The report was conducted by Business in the Community, a charity, to investigate how attitudes towards mental health in the workplace had developed over time.

It found that three out of every five employees have experienced mental health issues in the last year that could be attributed to work. Almost a third of the UK’s workforce (31 per cent) have been formally diagnosed with a mental health issue, up two per cent from 2016’s report.

The National Employee Mental Wellbeing Survey, in partnership with YouGov, also discovered that depression and anxiety were the most common mental illnesses at work.

Just 13 per cent of respondents felt able to disclose a mental health issue to their line manager, and of those who did, 15 per cent were subject to disciplinary procedures. In 10 per cent of cases, the employee was fired from their job, whilst two per cent were demoted.

Further research for World Mental Health Day has also found that women in full-time employment are nearly twice as likely to have a mental health problem as a male.

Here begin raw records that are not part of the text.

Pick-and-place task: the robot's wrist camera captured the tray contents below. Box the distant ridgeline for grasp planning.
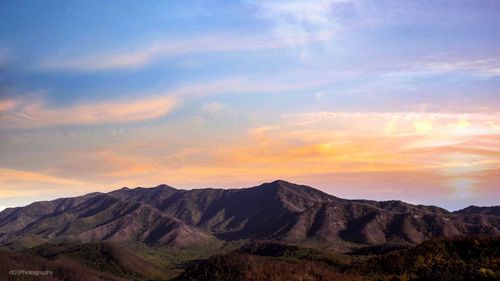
[0,180,498,249]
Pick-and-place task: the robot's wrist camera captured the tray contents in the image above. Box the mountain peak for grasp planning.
[261,179,309,189]
[454,205,500,216]
[259,179,297,190]
[465,205,479,209]
[255,179,338,204]
[270,179,292,185]
[154,184,175,190]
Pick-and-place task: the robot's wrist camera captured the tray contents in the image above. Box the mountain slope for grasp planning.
[455,205,500,216]
[0,180,498,250]
[0,193,212,248]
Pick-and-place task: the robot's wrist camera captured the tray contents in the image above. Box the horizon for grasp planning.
[0,179,496,212]
[1,1,500,211]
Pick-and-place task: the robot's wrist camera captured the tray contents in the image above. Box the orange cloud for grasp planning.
[0,168,85,186]
[0,94,177,128]
[199,112,500,199]
[2,110,498,208]
[0,99,17,112]
[0,168,89,199]
[59,111,498,191]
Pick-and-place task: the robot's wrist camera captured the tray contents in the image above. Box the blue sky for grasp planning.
[1,0,499,210]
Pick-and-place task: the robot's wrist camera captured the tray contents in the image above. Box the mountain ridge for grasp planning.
[0,180,498,251]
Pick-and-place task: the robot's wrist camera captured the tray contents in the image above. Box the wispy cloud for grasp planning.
[283,111,500,136]
[384,58,500,81]
[423,58,500,78]
[0,73,336,129]
[2,110,498,209]
[65,110,495,204]
[0,167,101,210]
[39,31,330,71]
[0,167,90,204]
[40,36,227,71]
[0,168,86,187]
[207,111,500,200]
[0,94,177,129]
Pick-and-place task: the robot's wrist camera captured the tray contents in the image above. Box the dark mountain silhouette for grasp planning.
[454,205,500,216]
[0,192,212,248]
[0,180,498,250]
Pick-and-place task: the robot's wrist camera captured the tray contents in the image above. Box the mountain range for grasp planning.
[1,180,498,251]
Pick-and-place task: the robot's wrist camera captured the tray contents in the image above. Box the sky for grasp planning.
[0,0,499,211]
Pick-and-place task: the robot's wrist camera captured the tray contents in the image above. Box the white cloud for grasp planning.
[249,0,354,46]
[424,58,500,78]
[384,58,500,81]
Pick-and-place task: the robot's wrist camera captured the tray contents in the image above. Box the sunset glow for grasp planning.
[1,1,499,210]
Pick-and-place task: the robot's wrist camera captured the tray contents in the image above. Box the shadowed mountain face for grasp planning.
[0,192,211,248]
[454,205,500,217]
[0,180,498,249]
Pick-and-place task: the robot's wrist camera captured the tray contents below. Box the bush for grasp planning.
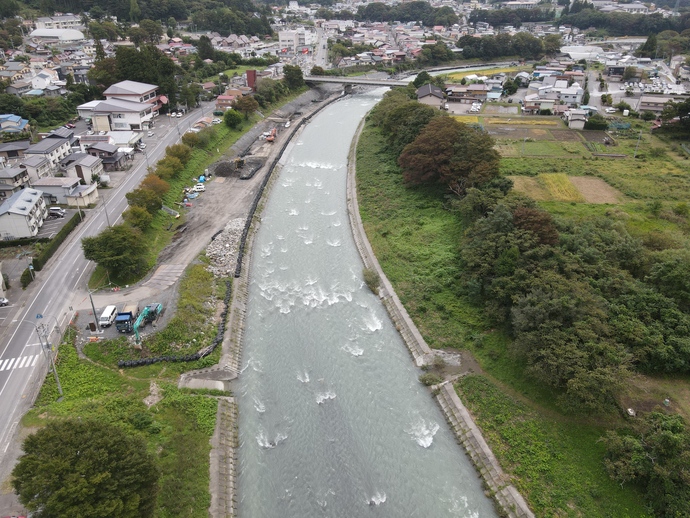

Almost 13 per cent of all sick days in the UK can be attributed to mental health conditions. Figures show that having a better support network for mental health in workplaces could save £8 billion a year for UK businesses.

Mental health charities confirmed that people are now more aware and feel more empowered to tackle mental health – but that there was still a long way to go.

Paul Farmer, Chief Executive of Mind, told The Telegraph: “Public awareness of mental health has improved dramatically in recent years, thanks in part to campaigns like Time to Change, run by Mind and Rethink Mental Illness. More people now feel empowered to speak out about their experiences in schools, workplaces and in their communities.”

“Prince Harry speaking candidly about his experiences earlier this year got the nation talking and helped reach new audiences who may not have engaged with the issue of mental health before. As a result of society’s new found openness we are starting to see for the first time the scale of the unmet need.”

“We are entering an important new chapter for mental health where we now need to turn this unprecedented public awareness into action.”

“Mental health can no longer be overlooked and underfunded. We want to see everyone experiencing a mental health problem being able to access the treatments and services they need, when and where they need them.”